Он хмуро рассмеялся.
— Это мягко сказано. Я сказал ему, что ты мог умереть, а он всё равно не захотел тебя увидеть — или даже позвонить, чтобы с тобой поговорить.
— Мы не общаемся.
— Да, я вроде как понял.
— Мы никогда не были близки, — проболтался я. — Даже до смерти моих родителей.
— Ну, наверное, это к лучшему. Он придурок.
Я был с ним согласен, но ничего не сказал. Я прижался спиной к несгибаемой больничной подушке позади себя и закрыл глаза.
— Я попрошу кое-кого за тобой приглядеть, — сказал Дэнни, возвращая меня в настоящее.
Мои глаза распахнулись.
— У тебя уроки. И мы даже не живём в одном здании в кампусе.
— Вы не вернётесь в школу, мистер Харт, — вмешался доктор Хэмстед. — Не в ближайшие месяцы, по крайней мере. Вы будете истощены, проходя процесс выздоровления. И будете ещё более истощены после того, как начнёте физиотерапию.
— Я…
Я не мог ничего сказать.
— Не переживай, — сказал Дэнни. Он повернулся к доктору. — Мой папа за ним присмотрит.
— Мэллори? — кашлянул я. Дэнни и доктор оба повернулись посмотреть на меня. — Он живёт в Альберте.
Дэнни закатил глаза.
— Да, спасибо, Эйс. Я помню. Ты останешься у него.
Я ахнул.
— Ты у него уже спросил?
— Конечно. Он хотел прилететь сюда, но я сказал, что ему будет полезнее остаться там и приготовить для тебя свободную комнату. Я не могу помогать тебе из-за учёбы, а твой брат бесполезен. Мой папа счастлив помочь. Плюс, ему будет чем заняться.
Мысль о том, чтобы снова увидеть Мэллори, была… странной. Когда мы попрощались несколько месяцев назад, я был уверен, что никогда не увижу его снова.
— Мне вообще можно летать?
Доктор Хэмстед цокнул языком.
— Не желательно.
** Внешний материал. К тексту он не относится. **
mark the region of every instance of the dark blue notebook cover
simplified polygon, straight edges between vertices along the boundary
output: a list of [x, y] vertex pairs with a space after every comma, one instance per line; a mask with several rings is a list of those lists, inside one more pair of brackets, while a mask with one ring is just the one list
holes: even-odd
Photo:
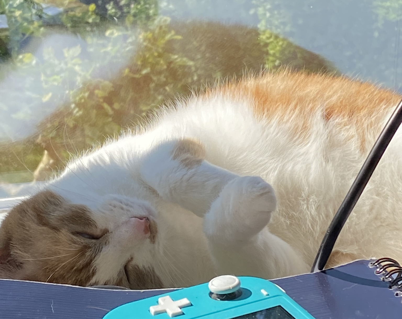
[[[401, 319], [401, 298], [369, 261], [273, 281], [316, 319]], [[172, 290], [109, 290], [0, 280], [1, 319], [101, 319], [123, 303]]]

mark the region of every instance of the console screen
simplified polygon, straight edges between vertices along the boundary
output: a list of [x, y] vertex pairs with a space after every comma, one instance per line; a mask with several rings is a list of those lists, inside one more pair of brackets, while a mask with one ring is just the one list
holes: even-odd
[[248, 313], [232, 319], [296, 319], [280, 306]]

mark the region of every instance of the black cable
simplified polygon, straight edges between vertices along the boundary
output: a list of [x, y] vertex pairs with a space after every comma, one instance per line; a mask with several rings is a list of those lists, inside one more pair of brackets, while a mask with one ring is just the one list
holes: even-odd
[[391, 139], [402, 123], [402, 100], [375, 142], [346, 197], [327, 229], [313, 264], [311, 272], [322, 270], [326, 264], [342, 227], [366, 187]]

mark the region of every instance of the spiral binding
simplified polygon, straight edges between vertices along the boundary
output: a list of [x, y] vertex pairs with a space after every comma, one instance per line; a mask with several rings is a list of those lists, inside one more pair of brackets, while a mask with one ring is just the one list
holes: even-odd
[[[381, 280], [388, 282], [388, 288], [396, 290], [395, 295], [402, 297], [402, 266], [398, 262], [391, 258], [380, 258], [370, 262], [369, 266], [376, 267], [375, 274], [383, 275]], [[392, 268], [392, 270], [388, 271]]]

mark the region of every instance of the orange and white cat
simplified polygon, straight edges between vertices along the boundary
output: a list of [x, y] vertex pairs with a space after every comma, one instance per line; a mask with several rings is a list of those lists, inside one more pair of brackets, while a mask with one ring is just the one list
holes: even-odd
[[[178, 101], [14, 207], [0, 228], [0, 275], [144, 289], [308, 272], [401, 98], [345, 78], [283, 72]], [[402, 261], [401, 137], [328, 266]]]

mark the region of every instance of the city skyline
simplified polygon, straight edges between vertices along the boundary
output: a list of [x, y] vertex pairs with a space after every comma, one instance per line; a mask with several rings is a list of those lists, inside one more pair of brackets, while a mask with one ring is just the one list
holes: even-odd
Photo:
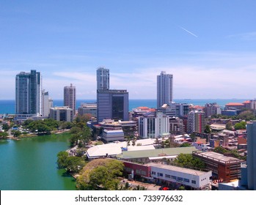
[[[255, 1], [1, 3], [0, 100], [14, 76], [37, 70], [54, 100], [73, 83], [96, 99], [95, 70], [130, 99], [156, 99], [156, 75], [174, 76], [174, 99], [255, 97]], [[56, 86], [57, 85], [57, 86]]]

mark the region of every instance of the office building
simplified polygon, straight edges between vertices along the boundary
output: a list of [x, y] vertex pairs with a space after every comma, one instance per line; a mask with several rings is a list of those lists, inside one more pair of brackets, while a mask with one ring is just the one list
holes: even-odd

Но это лучше, чем если вы будете поправляться в одиночку следующие несколько месяцев.
— Не делай такой несчастный вид, — сказал Дэнни с фальшивой улыбкой на лице, осторожно шлёпнув меня по руке. — Жить будешь.
В ту ночь окружающая тьма начала закручиваться в водоворот в моих мыслях.
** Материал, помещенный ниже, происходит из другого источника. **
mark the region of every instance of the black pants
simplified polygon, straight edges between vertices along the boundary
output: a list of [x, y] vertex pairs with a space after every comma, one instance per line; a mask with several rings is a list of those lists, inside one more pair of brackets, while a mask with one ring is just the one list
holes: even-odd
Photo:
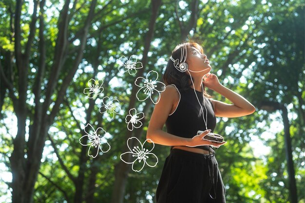
[[226, 188], [214, 154], [172, 149], [166, 158], [156, 203], [226, 203]]

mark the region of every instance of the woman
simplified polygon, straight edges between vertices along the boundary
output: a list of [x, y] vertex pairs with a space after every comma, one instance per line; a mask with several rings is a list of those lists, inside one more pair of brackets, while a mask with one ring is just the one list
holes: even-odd
[[[156, 203], [226, 202], [214, 150], [226, 142], [204, 137], [213, 131], [216, 116], [243, 116], [253, 113], [255, 108], [221, 84], [216, 75], [210, 74], [211, 69], [197, 43], [179, 44], [172, 52], [163, 76], [167, 86], [154, 107], [147, 134], [154, 143], [172, 146], [157, 187]], [[206, 87], [234, 104], [211, 99]], [[162, 130], [164, 124], [166, 132]]]

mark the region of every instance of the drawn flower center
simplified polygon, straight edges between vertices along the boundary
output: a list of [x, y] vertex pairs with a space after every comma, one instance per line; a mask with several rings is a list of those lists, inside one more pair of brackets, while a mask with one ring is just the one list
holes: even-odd
[[131, 118], [130, 119], [130, 122], [132, 123], [137, 123], [138, 122], [138, 121], [136, 120], [136, 119], [138, 118], [138, 116], [137, 116], [136, 115], [133, 115], [132, 116], [132, 118]]
[[144, 82], [144, 87], [146, 87], [145, 90], [144, 90], [144, 93], [145, 94], [148, 94], [150, 93], [153, 93], [153, 90], [154, 88], [157, 87], [156, 85], [154, 85], [152, 83], [152, 80], [150, 80], [150, 81], [148, 82], [147, 81]]
[[133, 68], [134, 68], [134, 63], [130, 61], [127, 61], [127, 62], [126, 63], [126, 67], [128, 69], [132, 69]]
[[148, 149], [145, 150], [145, 148], [143, 148], [143, 150], [141, 150], [140, 149], [139, 147], [137, 146], [136, 148], [133, 147], [133, 151], [136, 154], [136, 155], [133, 154], [133, 156], [137, 156], [137, 159], [139, 160], [139, 162], [141, 162], [142, 159], [146, 160], [146, 159], [148, 158], [148, 156], [146, 155], [146, 153], [148, 152]]
[[114, 106], [113, 104], [107, 104], [106, 105], [106, 109], [112, 110], [112, 109], [113, 108], [113, 106]]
Тихо сигналили мониторы. Мутный жёлтый свет из коридора проникал через открытую дверь больничной палаты.
Мои мысли переключились на брата.
А затем нашли дорогу к Дэнни.
А затем к Мэллори.
И самые тёмные из всех мыслей, наконец, остановились на мне — и остались там, пока бледная луна скользила по небу.
***
Если бы мне в сердце попала стрела, это было бы принять легче, чем выражение лица Мэллори, когда он посмотрел на меня.
— Привет, Арчер.
Он сохранял спокойствие, будто мой вид его не беспокоил. Его тон был лёгким и без жалости. Но промелькнувшее выражение на его лице сказало мне слова, которых он не произнес.
Перелёт в Банф был нелёгким. Дэнни объяснил авиакомпании нашу ситуацию, и они оказались достаточно добры, чтобы забронировать нам место в первом классе, с дополнительным местом для ног. Но полёт был шаткий, и мне хотелось стошнить супом, который я съел в то утро. Мои мышцы болели, а боль в плече была практически невыносимой.
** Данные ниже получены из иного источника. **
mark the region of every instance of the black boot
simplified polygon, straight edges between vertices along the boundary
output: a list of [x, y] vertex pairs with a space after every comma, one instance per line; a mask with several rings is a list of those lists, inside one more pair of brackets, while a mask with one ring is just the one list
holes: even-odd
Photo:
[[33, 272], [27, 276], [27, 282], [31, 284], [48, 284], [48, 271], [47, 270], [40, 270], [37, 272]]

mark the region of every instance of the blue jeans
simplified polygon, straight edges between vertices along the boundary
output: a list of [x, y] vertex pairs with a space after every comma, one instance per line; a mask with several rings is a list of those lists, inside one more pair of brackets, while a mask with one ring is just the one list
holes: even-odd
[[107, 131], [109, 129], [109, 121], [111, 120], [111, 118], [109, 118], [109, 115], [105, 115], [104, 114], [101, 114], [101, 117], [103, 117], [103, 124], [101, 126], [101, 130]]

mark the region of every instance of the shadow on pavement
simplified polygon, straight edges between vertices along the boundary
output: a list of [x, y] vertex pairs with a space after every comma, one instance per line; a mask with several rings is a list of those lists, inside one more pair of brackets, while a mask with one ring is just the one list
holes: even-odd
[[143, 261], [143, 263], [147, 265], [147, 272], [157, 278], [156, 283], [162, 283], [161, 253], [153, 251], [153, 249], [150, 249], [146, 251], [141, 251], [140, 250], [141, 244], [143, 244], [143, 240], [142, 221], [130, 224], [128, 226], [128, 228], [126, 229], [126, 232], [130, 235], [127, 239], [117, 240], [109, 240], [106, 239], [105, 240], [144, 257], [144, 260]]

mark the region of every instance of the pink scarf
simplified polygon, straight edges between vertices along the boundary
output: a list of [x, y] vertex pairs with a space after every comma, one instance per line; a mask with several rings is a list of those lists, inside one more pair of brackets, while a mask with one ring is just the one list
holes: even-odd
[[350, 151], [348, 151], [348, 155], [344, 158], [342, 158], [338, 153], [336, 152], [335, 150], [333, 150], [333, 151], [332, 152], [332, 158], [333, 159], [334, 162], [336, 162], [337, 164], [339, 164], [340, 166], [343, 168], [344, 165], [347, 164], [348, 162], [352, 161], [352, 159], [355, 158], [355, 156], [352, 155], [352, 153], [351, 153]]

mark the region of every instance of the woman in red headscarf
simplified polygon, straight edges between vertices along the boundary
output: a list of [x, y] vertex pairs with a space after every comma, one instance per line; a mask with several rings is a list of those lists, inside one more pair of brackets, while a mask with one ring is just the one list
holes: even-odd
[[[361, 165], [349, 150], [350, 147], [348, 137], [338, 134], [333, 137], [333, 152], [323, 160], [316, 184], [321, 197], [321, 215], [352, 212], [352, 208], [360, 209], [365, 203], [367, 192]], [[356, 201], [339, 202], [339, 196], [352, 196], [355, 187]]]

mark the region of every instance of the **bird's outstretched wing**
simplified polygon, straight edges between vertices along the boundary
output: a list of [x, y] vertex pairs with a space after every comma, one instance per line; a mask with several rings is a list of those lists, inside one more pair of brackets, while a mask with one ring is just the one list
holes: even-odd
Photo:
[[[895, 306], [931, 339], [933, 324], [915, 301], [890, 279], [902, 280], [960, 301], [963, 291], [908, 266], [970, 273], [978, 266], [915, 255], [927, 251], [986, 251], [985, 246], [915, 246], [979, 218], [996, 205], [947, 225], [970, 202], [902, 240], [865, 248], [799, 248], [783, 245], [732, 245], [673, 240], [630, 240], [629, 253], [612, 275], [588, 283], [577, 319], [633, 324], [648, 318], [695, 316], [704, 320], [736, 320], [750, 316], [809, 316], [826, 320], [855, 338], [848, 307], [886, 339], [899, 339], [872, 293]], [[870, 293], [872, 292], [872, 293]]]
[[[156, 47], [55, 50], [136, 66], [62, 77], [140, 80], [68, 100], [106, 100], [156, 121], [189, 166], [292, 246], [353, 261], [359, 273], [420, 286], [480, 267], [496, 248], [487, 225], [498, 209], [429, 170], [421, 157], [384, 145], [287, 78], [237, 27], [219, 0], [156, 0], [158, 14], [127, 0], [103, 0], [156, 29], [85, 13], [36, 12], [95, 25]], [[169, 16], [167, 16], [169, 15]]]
Дэнни подшучивал надо мной весь полёт. И я говорю надо мной, потому что я сжал зубы и едва ли сказал ему два слова за всё время.
Когда он приехал забрать меня из больницы, я знал, что между нами ничего не будет по-прежнему. Теперь между нами был пузырь. Дэнни по-прежнему пытался шутить, но мы оба слышали напряжение в его голосе. Каждый раз, когда он говорил, это напряжение практически сбивало меня с ног.
Тишина больше не была уютной.
Мне хотелось, чтобы он сорвался на меня — сказал мне, какой я провальный друг. Но это было бы эгоистично, потому что мне стало бы легче. Вместо этого он оставался внешне послушным лучшим другом.
— Я могу взять его с собой? — спросил я у него, когда он вывез меня из больницы в инвалидном кресле.
Он без вопросов знал, о чём я говорю. Сейф под моей кроватью. То, что я иногда доставал посреди ночи, когда был один, чтобы посмотреть на ствол.
— Не думаю, что его пропустят на самолёт, — ответил он.
Моё сердце будто провалилось.
— Ты можешь…?
— Да. Я о нём позабочусь. Он будет на месте, когда ты вернёшься.
Возвращая меня к настоящему, Мэллори спросил:
— Как вы, мальчики?
— Устали, — ответил Дэнни, подходя к отцу и обнимая его.
Поездка из аэропорта до дома Мэллори была неуютной, мягко говоря. Я лежал на боку на заднем сидении, с вытянутыми ногами, пока Дэнни вёл машину и слушал по радио рок с помехами.
Когда мы приехали, Дэнни вышел из машины и открыл багажник. Спустя мгновения я услышал, как тот захлопнулся, и Дэнни подвёз коляску. Я неловко пересел в неё, используя здоровую руку и ногу.